Cinema

Il regista Tinto Brass a Varese e l’insostenibile noia del suo eros

Il dibattito col pubblico

Il dibattito col pubblico

E’ ironico e sferzante, il regista Tinto Brass, di passaggio a Varese per l’iniziativa “Eros e liberazione. Una giornata con Tinto Brass”, organizzata dalla neonata associazione culturale “Free Zone”, presso il Multisala Impero di Varese. Parla di sé (poco) e dei suoi film (tanto), soffermandosi sui ricordi passati e sui tanti progetti futuri che ha in mente di realizzare. Accanto a sé, presenza enigmatica e silenziosa, l’attrice Caterina Varzi, che il regista chiama “la mia Musa ermeneutica”. “Musa perché mi ispira, ermeneutica perché interpreta i miei film”, spiega il regista. Brass si racconta rivolgendosi spesso alla Varzi, trovando in lei complicità e sorrisi, ricordando che l’attrice calabrese è psicanalista e avvocato, e ora sta lavorando ad un libro-intervista sul regista dal titolo “Ciak, si giri” (a cui la Varzi ha aggiunto, come sottotitolo, un verso di Pound, “But I see more”).

Orgoglioso per essere stato, come dice lui, “sdoganato” al Festival di Venezia, Brass racconta che il suo cinema si divide nel periodo “ante-Chiave” e “post-Chiave”, riferendosi al film con la Sandrelli del 1983, che per lui segnò un vero scarto. Alla rassegna del Miv vengono proposte tre pellicole del primo periodo. “Un periodo pieno di furori rivoluzionari, che promettevano di abbattere il Moloch del potere, ma che in realtà sostituivano il vecchio con un nuovo potere”. Un periodo chiuso per aprire una nuova stagione, più erotica e leggera. Ma tra i due periodi Brass legge una continuità grazie alla ricerca della liberazione.

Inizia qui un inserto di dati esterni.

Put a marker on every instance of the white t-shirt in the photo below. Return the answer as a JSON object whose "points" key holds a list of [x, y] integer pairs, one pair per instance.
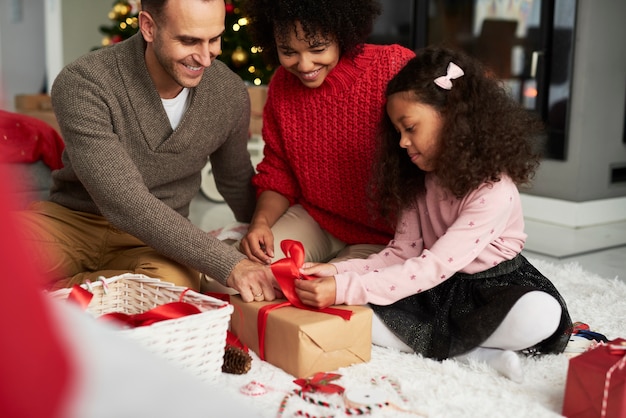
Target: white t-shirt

Brass dice che ora si sta dedicando all’erotismo al femminile. E che sta ultimando il film dal titolo “Il favoloso mondo di Tinto Brass”, un trittico con tre corti, che vedono la Varzi protagonista assoluta, sia pure in coppia con tre interpreti maschili diversi. Poi confessa che vorrebbe dedicarsi a scrivere avventure per i più piccoli e sarebbe intenzionato a girare un Caligola in 3D. Per ora si dedica al film in lavorazione, del quale mostra al pubblico varesino un’anteprima.

Dopo il dibattito con il pubblico, coordinato dal critico cinematografico Maurizio Fantoni Minnella, si sceglie di mostrare il primo dei tre corti, che ha per titolo “Hotel Courbet”, con riferimento all’artista che dipinse “L’origine del mondo”, dedicato al grembo femminile. Un quarto d’ora di immagini della Varzi nuda e seminuda, che rammemora un’improbabile storia d’amore passata, con tanto di Brass che, sul set, al termine del corto, fa la morale agli spettatori. Una pellicola sciatta e noiosa, nel solco dell’ultimo Brass, quello più commerciale e insostenibile. Meglio i film proposti alla rassegna del Miv, quando Brass non era ancora Brass e i motivi di critica sociale consentivano di variare i suoi film, certamente più originali di quelli odierni. Di questi ultimi, così come del corto visto al Miv, non se ne sente davvero la necessità. E anche la rassegna organizzata da “Free Zone”, seria e ben concepita, poteva evitarli senza perderci nulla.